Israël Katz : « Nous maintiendrons les zones de sécurité »

Le ministre israélien de la Défense, Israël Katz, a publié un communiqué dans lequel il écarte tout retrait des forces israéliennes déployées au Liban, en Syrie et à Gaza. « Le Premier ministre Benjamin Netanyahu et moi-même menons une politique claire selon laquelle l'armée israélienne restera dans les zones de sécurité pour une période illimitée, afin de protéger la frontière et les communautés israéliennes contre des éléments jihadistes », a-t-il déclaré. Aucune référence à l'accord américano-iranien n'apparaît dans ses propos.

« Le contrôle du territoire et le maintien des zones de sécurité figurent parmi les plus grandes réussites de l'armée israélienne », a ajouté le ministre, justifiant ainsi l'opposition de son pays à un retrait. Cette prise de position intervient alors que les frappes israéliennes se poursuivaient lundi dans le sud et l'est du Liban, notamment à Nabatieh, où des colonnes de fumée s'élevaient après des bombardements.

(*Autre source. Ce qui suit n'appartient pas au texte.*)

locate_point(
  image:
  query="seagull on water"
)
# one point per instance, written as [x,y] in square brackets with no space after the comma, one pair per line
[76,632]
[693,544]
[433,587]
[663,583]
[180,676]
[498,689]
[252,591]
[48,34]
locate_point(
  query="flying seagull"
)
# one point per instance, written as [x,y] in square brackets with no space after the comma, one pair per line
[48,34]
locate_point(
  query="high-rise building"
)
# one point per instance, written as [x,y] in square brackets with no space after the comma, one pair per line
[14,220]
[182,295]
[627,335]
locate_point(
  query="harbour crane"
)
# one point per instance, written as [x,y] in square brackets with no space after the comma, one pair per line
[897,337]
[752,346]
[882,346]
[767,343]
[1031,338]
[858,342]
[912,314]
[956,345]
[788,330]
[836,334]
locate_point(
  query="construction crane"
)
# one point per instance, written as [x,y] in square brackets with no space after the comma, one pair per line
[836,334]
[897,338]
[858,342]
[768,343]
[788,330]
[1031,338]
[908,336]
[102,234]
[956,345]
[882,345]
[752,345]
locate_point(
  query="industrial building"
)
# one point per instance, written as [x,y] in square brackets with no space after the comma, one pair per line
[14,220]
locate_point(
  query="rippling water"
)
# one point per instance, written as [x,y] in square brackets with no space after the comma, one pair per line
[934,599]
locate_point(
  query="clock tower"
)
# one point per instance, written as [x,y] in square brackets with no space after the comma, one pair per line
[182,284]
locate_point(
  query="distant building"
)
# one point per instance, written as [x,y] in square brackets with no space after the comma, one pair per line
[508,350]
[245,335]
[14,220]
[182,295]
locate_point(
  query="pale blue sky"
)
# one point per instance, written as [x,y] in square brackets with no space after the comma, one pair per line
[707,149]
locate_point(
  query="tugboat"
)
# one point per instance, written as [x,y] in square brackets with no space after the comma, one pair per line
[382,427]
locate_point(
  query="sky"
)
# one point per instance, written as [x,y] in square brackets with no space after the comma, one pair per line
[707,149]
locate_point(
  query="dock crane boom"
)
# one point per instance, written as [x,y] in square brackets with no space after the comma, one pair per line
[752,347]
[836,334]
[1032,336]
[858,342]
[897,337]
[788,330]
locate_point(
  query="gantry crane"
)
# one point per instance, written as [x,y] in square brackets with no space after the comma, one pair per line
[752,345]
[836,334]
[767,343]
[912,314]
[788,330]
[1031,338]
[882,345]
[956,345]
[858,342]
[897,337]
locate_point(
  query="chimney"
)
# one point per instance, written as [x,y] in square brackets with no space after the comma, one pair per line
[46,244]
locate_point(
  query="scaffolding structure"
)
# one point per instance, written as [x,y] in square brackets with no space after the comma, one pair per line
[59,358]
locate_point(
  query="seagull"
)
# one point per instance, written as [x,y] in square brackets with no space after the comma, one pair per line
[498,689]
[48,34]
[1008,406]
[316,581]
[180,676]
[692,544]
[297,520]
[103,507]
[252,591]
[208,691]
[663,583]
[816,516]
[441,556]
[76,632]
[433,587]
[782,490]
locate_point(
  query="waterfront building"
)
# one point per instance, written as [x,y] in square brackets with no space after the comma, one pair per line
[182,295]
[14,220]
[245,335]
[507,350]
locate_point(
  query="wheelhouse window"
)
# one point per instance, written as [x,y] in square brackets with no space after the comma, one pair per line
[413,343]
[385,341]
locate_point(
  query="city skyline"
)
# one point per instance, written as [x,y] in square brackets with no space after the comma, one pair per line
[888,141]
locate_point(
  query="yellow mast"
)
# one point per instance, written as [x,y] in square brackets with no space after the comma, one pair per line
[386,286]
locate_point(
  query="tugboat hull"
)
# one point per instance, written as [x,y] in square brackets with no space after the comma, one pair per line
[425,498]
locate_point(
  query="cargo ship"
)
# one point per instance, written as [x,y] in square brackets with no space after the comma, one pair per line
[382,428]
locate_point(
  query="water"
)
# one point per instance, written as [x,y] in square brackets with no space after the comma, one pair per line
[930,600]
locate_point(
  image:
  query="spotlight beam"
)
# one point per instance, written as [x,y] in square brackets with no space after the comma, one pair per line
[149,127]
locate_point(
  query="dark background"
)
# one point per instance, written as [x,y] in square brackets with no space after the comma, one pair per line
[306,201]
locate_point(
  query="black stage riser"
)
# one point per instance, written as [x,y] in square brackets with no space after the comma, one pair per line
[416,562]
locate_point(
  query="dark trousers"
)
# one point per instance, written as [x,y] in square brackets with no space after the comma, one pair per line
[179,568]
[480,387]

Un accord aux contours flous

Le protocole dévoilé par Donald Trump n'a pas la précision d'un traité définitif. Il définit un cadre général pour la cessation des hostilités, mais laisse en suspens des questions majeures : l'avenir du programme nucléaire iranien, le sort des stocks d'uranium hautement enrichi et la levée progressive des sanctions américaines. Selon les autorités iraniennes, le document prévoit « la fin immédiate et définitive de la guerre et des opérations militaires sur les différents fronts, y compris au Liban ». L'absence de mention explicite d'Israël renforce le sentiment, au sein du gouvernement de Benjamin Netanyahu, d'avoir été mis devant le fait accompli.

Des relations américano-israéliennes sous tension

Les relations entre Donald Trump et le Premier ministre israélien se sont dégradées ces derniers mois, et cet accord risque d'accentuer les fractures. Si Benjamin Netanyahu ne s'est pas exprimé officiellement après l'annonce, son ministre de la Défense a d'ores et déjà fixé une ligne rouge. L'avenir de l'accord de paix américano-iranien semble désormais conditionné à l'acceptation, par Israël, d'un retrait de ses troupes — condition que Jérusalem rejette catégoriquement.